If your US cleaner is the 2 liter model than use one rounded teaspoon of Lemi-Shine and a dribble of Dawn dishwashing detergent.
I did some experiments with my 2 Liter Lyman US and found that a rounded tea spoon full in two liters of water gives you a good strong 3PH of Citric acid which is what is needed to clean brass cases and get them almost all clean. Some of my primer pockets have specs of black still in them but most are completely clean.
If you want to get really cheap you don't have to put Dawn in the mix. The Lemi-Shine already has a water treatment in it and will precipitate the dirt out.
I proved to myself that Dawn isn't needed but I also proved to myself that it doesn't hurt either, like by raising the PH because Dawn has a PH of 7. A dribble had no affect on the PH. I tested this with Litmus paper over a half day of messing around with it.
If I went to a level teaspoon of Lemi-shine the cases didn't come as clean and the PH was higher than the target 3PH. I think it was like 3.8.

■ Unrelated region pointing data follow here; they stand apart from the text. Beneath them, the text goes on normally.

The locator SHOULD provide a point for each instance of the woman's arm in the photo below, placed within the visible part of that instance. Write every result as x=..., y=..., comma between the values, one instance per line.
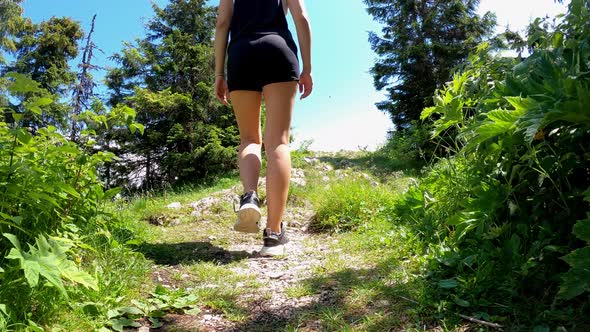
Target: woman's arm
x=297, y=9
x=224, y=15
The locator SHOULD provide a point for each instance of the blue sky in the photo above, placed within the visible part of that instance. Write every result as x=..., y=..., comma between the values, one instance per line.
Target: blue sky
x=340, y=114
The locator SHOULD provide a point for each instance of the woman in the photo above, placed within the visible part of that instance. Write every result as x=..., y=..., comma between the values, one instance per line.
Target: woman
x=262, y=63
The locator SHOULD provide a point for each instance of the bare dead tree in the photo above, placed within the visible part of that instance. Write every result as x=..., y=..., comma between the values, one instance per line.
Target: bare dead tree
x=85, y=86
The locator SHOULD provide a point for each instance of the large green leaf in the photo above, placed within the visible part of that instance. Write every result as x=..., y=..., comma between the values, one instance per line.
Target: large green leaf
x=582, y=229
x=48, y=259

I run my Ultrasonic for 16 minutes per load of cases. I throw them in the basket in the water and shake the basket up and down and the cases almost all stand up on their heads.
They look like a whole bunch of little smoke stacks with smoke coming out them after I turn them on.

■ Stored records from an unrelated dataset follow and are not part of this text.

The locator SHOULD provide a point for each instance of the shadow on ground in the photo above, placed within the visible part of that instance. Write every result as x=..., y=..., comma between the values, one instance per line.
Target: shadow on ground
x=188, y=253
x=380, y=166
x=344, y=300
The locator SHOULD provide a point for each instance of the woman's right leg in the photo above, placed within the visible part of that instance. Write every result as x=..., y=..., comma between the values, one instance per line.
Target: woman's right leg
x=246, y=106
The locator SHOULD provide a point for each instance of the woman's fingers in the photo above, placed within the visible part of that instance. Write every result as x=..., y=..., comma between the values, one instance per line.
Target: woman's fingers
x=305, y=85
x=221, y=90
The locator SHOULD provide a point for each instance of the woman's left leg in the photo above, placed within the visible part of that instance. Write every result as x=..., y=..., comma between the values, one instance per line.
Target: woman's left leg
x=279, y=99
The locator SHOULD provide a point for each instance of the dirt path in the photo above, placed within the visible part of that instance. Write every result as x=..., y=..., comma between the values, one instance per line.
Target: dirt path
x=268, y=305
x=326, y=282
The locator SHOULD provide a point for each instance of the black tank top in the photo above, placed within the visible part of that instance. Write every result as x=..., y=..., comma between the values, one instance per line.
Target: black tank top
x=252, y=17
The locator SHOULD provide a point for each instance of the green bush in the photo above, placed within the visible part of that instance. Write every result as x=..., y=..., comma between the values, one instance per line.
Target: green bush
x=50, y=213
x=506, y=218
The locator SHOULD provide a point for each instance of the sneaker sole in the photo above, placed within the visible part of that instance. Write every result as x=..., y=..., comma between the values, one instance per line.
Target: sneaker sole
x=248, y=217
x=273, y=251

After the first 8 minutes I pull the basket out and mix the cases all up and do it again. You will see the cases over the transducer are spotless and the ones at the perimeter are still looking dirty. That why I mix them up after the first 8 minutes. But after 16 minutes I pull them out and take the sink sprayer after them, and they are clean.
Ultra Sonic cleaners also clean shower heads (with CLR) , your wife jewelry (with Dawn only), small carburetors (with gumout, gunk or what ever you have, in a seperate container set in the water), and what not. Different solutions for each, obviously.
They do a decent job and you don't have to worry about the cases being all beat up from a rotary tumbler because of the Ultra Sonic cleaners are none contact.
You don't have to lube your cases to resize them because they won't stick in your dies like they do when tumbled with steel pins. But I lube mine anyways.
With cleaning fired, deprimed cases, with Citric Acid, the molecular level lead that is in the priming compound is chellated into another compound that doesn't hurt us. You can dump it right down your sink drain.
From my tests I found out that there is no discoloration of the brass with it running in the 3 PH solution for 16 minutes, they are just clean. I tested Hornady's and RCBS's solutions and found their recommended measured amounts, in a two liter cleaner, also make exactly a 3 PH solution. I think Hornady's solution smells better than RCBS's and the solutions I dump in my sink seems to keep my garbage disposal cleaned out and Oder free.
Lemi-Shine and Dawn will do the same job as One Shot case cleaner and RCBS US cleaning solution. So spend a couple bucks at walmart for the Lemi-Shine and get a small bottle of Dawn detergent. Some dish washing detergents have chemicals in them that will attack brass, but Dawn does not, so clean away.
Edit to add: Forget the Vinegar. The acid in it is too corrosive.
Like Boric acid compaired to Hydrochloric acid. All acids aren't equal.
If you forget and leave the cases soak in Vinegar solution after the cleaner shuts off you'll be sorry. I've done that with Lemi-Shine in the amount of one rounded teaspoon in 2 liters of water and have seen no problems.